Meu Papanicolau veio alterado – vou ter câncer de útero?

4 de janeiro de 2019 Por Casa Crescer

Fazer a rotina ginecológica anual, e neste se inclui a consulta médica, o exame físico e a coleta do Papanicolau, deve fazer parte da vida de toda mulher em idade sexual ativa.

O rastreamento do câncer de colo do útero deve iniciar, idealmente, no máximo três anos após a mulher ter iniciado sua vida sexual e, caso ela não faça nenhuma cirurgia ginecológica, como histerectomia por condições benignas (por exemplo, miomatose uterina), a coleta do Papanicolau pode se encerrar aos 64 anos de idade.

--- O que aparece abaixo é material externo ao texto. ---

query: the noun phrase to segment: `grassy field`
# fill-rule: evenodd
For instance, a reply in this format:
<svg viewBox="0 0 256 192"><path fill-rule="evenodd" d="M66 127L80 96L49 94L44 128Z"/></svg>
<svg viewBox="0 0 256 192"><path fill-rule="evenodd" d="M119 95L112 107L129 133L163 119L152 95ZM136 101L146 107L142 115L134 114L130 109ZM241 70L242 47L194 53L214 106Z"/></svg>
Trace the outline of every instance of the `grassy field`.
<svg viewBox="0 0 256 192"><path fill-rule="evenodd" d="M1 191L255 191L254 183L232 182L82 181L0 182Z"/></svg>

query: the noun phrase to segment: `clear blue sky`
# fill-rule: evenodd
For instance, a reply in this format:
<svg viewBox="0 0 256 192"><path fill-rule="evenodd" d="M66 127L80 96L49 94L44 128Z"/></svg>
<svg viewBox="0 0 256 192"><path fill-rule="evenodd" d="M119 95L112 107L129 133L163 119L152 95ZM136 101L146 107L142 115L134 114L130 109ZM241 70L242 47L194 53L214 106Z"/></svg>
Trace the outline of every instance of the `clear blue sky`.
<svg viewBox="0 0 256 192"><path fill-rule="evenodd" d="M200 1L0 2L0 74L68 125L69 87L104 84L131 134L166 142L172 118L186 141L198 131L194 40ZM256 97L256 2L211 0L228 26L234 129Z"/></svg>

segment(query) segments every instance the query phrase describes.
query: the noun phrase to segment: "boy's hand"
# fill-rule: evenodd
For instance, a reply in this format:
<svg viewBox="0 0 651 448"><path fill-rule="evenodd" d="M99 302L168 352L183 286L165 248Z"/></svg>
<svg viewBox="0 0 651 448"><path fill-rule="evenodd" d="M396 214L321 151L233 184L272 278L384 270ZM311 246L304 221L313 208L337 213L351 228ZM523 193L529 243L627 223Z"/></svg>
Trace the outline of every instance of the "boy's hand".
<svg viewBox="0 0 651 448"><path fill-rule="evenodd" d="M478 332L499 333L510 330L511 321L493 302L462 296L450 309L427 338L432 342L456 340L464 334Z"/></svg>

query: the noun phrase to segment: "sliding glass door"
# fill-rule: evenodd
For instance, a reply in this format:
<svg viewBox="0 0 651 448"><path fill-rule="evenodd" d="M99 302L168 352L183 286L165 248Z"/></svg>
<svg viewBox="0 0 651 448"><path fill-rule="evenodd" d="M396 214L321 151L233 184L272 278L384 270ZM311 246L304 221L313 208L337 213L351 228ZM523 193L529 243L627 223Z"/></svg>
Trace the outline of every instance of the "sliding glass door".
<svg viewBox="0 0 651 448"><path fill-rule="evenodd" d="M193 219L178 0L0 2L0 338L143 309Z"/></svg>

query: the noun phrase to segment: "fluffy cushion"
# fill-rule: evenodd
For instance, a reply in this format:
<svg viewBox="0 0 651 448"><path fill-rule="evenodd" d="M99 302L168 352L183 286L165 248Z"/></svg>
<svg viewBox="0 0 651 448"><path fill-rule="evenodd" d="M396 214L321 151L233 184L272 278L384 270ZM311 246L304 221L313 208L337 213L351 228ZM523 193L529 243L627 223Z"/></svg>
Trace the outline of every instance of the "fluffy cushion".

Agora vamos discutir alguns resultados possíveis que você pode encontrar no seu Papanicolau e o que isso pode significar:

  • Inflamação

É um resultado completamente normal, e a paciente deve seguir a sua rotina de rastreamento.  No caso de haver alguma queixa clínica de corrimento, a paciente deve ser examinada, e o seu ginecologista deve considerar se trata a vulvovaginite com medicação. Em mulheres na pre/pós menopausa, em resultados  de exames com  “inflamação com atrofia”, pode ser prescrito creme vaginal com estriol, e então ser  recoletado o exame de Papanicolau sete dias após.

 

  • ASCUS

Esta nomenclatura refere-se a exames em que são encontradas alterações celulares que não podem ser classificadas como “normais”, porém a incidência de evolução para carcinoma de colo do útero é extremamente baixa – 0,1 a 0,2%.

A conduta diante de uma achado de exame de Papanicolau com ASCUS, é repetir o exame em 6 meses.

Em mulheres acima de 30 anos, pode-se também optar pela coleta de captura híbrida do HPV. Caso este resultado seja positivo, a mulher deve ser encaminhada direto para colposcopia. Contudo, se resultado negativo, pode-se repetir o “Papa” em 1 ano.

 

  • ASC-H

Significa “alterações celulares de significado indeterminado, não se podendo excluir lesão de alto grau”. Sua incidência para câncer varia de 1,3 a 3%. A conduta, diante deste achado citológico é colposcopia .

 

  • LIEBG (lesão intra epitelial de baixo grau)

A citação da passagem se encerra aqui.